# Label Propagation
_Label Propagation_ (LPA) is a fast algorithm for finding communities in a graph.
It detects these communities using network structure alone as its guide and doesn't require a pre-defined objective function or prior information about the communities.

One interesting feature of LPA is that we can give nodes preliminary labels to narrow down the range of solutions generated.
This means that it can be used as semi-supervised way of finding communities where we hand-pick some initial communities.

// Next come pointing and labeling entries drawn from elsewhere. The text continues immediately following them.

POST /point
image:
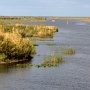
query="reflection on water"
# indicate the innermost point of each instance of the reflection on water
(74, 74)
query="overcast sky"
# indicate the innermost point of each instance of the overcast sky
(45, 7)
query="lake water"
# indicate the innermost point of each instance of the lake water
(73, 74)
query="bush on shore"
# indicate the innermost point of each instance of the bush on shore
(14, 46)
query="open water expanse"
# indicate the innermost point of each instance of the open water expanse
(73, 74)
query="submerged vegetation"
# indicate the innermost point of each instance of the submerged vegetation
(70, 51)
(51, 61)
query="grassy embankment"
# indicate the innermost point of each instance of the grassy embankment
(14, 45)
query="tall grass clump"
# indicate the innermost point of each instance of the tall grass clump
(42, 31)
(14, 46)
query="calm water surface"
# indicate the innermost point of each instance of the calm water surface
(74, 74)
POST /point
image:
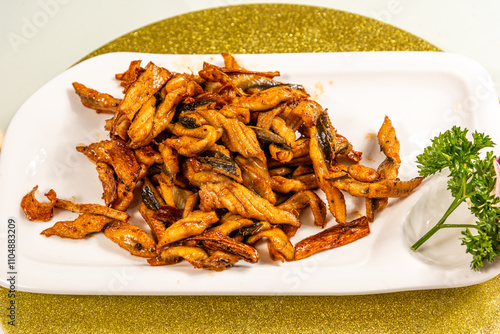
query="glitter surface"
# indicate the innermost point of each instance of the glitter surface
(267, 28)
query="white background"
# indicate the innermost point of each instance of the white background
(41, 38)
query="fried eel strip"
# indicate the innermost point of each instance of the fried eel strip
(219, 242)
(147, 84)
(195, 223)
(377, 189)
(217, 191)
(100, 102)
(92, 209)
(335, 198)
(335, 236)
(78, 228)
(36, 210)
(131, 238)
(279, 241)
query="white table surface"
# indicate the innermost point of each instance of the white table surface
(41, 38)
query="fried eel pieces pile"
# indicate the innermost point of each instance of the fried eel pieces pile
(218, 162)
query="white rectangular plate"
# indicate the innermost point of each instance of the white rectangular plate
(423, 93)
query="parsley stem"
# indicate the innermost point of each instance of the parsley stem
(440, 224)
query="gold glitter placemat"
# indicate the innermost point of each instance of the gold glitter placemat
(266, 28)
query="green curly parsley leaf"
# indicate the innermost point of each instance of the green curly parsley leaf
(471, 179)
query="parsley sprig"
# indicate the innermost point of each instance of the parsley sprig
(472, 180)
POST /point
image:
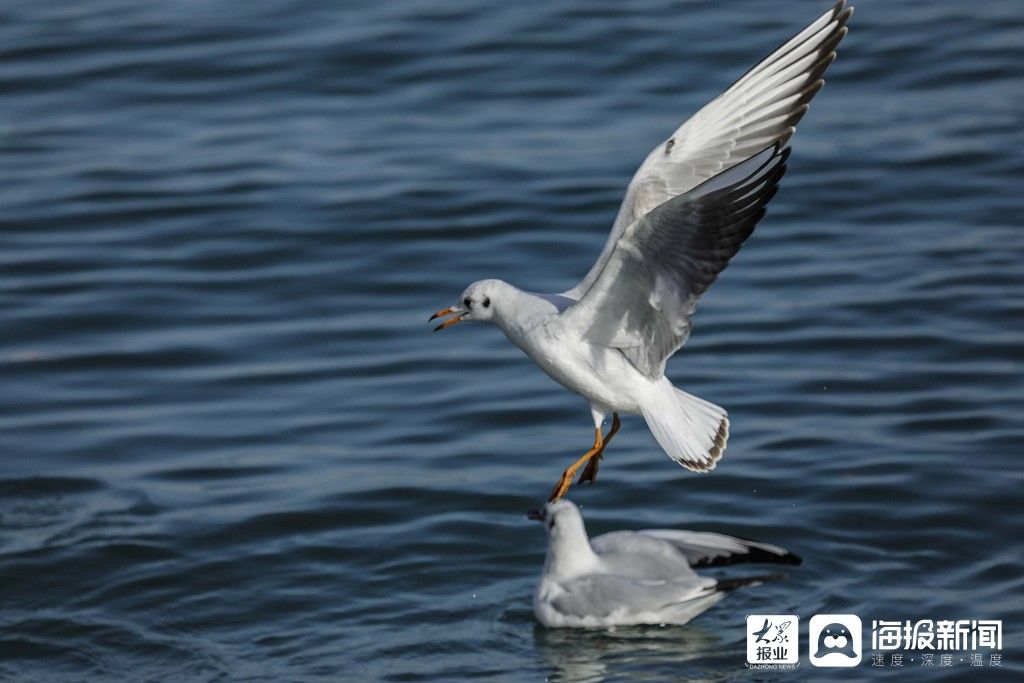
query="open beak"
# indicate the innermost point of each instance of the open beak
(452, 321)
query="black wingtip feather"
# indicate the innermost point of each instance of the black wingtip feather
(754, 555)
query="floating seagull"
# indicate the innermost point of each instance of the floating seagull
(687, 211)
(632, 578)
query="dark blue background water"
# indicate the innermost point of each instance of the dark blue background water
(232, 450)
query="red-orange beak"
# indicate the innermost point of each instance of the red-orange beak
(449, 323)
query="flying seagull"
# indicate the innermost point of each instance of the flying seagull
(631, 578)
(687, 211)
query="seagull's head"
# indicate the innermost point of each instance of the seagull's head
(562, 521)
(569, 553)
(476, 304)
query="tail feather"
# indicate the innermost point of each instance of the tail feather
(691, 430)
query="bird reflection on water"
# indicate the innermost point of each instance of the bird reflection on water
(623, 653)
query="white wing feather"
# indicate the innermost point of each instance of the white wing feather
(758, 111)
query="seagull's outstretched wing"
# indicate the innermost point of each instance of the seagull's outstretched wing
(642, 299)
(758, 111)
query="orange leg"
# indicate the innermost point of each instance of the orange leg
(563, 484)
(590, 472)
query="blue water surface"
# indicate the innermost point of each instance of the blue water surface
(231, 450)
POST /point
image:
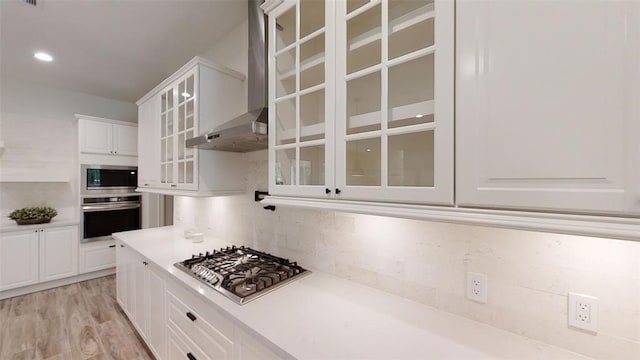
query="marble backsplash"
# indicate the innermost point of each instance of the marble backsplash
(529, 273)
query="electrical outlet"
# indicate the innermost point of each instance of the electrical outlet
(583, 312)
(477, 287)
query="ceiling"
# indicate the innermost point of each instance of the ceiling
(118, 49)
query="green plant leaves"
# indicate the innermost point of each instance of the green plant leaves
(37, 212)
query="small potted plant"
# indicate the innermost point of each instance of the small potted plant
(33, 215)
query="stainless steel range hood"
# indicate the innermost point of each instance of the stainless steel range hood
(249, 131)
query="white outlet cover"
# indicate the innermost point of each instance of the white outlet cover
(583, 312)
(476, 288)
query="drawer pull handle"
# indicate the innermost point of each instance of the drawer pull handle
(191, 316)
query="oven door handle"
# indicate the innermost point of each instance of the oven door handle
(110, 207)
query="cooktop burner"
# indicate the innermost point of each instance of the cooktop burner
(241, 273)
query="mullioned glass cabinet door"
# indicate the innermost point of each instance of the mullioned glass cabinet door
(301, 87)
(394, 103)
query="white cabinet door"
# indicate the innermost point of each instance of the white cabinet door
(58, 252)
(127, 265)
(121, 275)
(180, 348)
(138, 265)
(149, 135)
(97, 256)
(394, 101)
(547, 107)
(125, 140)
(301, 98)
(361, 100)
(155, 310)
(18, 259)
(95, 137)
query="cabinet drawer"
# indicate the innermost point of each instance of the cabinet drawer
(214, 337)
(178, 347)
(98, 256)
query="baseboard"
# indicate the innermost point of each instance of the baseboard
(55, 283)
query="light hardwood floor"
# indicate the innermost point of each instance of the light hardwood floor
(77, 321)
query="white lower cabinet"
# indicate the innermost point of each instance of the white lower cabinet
(58, 252)
(176, 323)
(18, 259)
(140, 293)
(215, 336)
(32, 256)
(96, 256)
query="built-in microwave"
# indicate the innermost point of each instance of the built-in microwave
(108, 179)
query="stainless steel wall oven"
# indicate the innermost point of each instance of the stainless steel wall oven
(109, 201)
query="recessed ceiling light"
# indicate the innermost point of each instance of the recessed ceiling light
(42, 56)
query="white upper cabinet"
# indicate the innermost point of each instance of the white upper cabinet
(198, 97)
(361, 100)
(301, 96)
(149, 153)
(548, 105)
(107, 137)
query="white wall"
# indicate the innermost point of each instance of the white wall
(529, 273)
(40, 132)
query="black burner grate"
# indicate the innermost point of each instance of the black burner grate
(241, 271)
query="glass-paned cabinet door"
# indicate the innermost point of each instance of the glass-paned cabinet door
(301, 92)
(394, 100)
(185, 129)
(167, 138)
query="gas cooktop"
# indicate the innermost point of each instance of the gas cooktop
(241, 273)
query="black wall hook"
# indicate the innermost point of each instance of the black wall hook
(259, 196)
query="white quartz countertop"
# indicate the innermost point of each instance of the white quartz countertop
(321, 316)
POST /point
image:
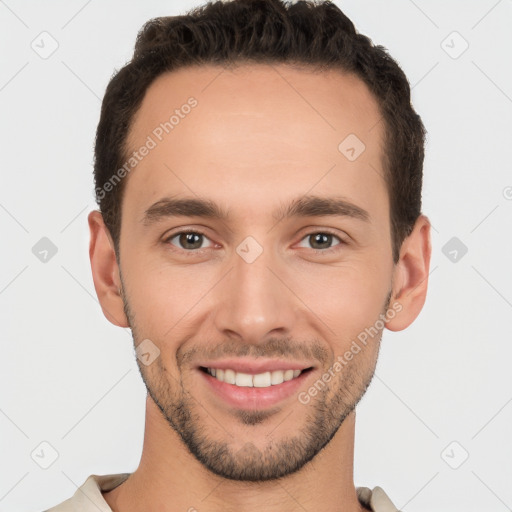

First we'll import the Neo4j driver and Pandas libraries:


In [1]:
from neo4j import GraphDatabase
import pandas as pd
import os

Next let's create an instance of the Neo4j driver which we'll use to execute our queries.


In [2]:
host = os.environ.get("NEO4J_HOST", "bolt://localhost") 
user = os.environ.get("NEO4J_USER", "neo4j")
password = os.environ.get("NEO4J_PASSWORD", "neo")
driver = GraphDatabase.driver(host, auth=(user, password))

Now let's create a sample graph that we'll run the algorithm against.


In [3]:
create_graph_query = '''
MERGE (nAlice:User {id:'Alice'}) SET nAlice.predefined_label=52
MERGE (nBridget:User {id:'Bridget'}) SET nBridget.predefined_label=21
MERGE (nCharles:User {id:'Charles'}) SET nCharles.predefined_label=43
MERGE (nDoug:User {id:'Doug'}) SET nDoug.predefined_label=21
MERGE (nMark:User {id:'Mark'}) SET nMark.predefined_label=19
MERGE (nMichael:User {id:'Michael'}) SET nMichael.predefined_label=52

MERGE (nAlice)-[:FOLLOW]->(nBridget)
MERGE (nAlice)-[:FOLLOW]->(nCharles)
MERGE (nMark)-[:FOLLOW]->(nDoug)
MERGE (nBridget)-[:FOLLOW]->(nMichael)
MERGE (nDoug)-[:FOLLOW]->(nMark)
MERGE (nMichael)-[:FOLLOW]->(nAlice)
MERGE (nAlice)-[:FOLLOW]->(nMichael)
MERGE (nBridget)-[:FOLLOW]->(nAlice)
MERGE (nMichael)-[:FOLLOW]->(nBridget)
MERGE (nCharles)-[:FOLLOW]->(nDoug);
'''

with driver.session() as session:
    result = session.write_transaction(lambda tx: tx.run(create_graph_query))
    print("Stats: " + str(result.consume().metadata.get("stats", {})))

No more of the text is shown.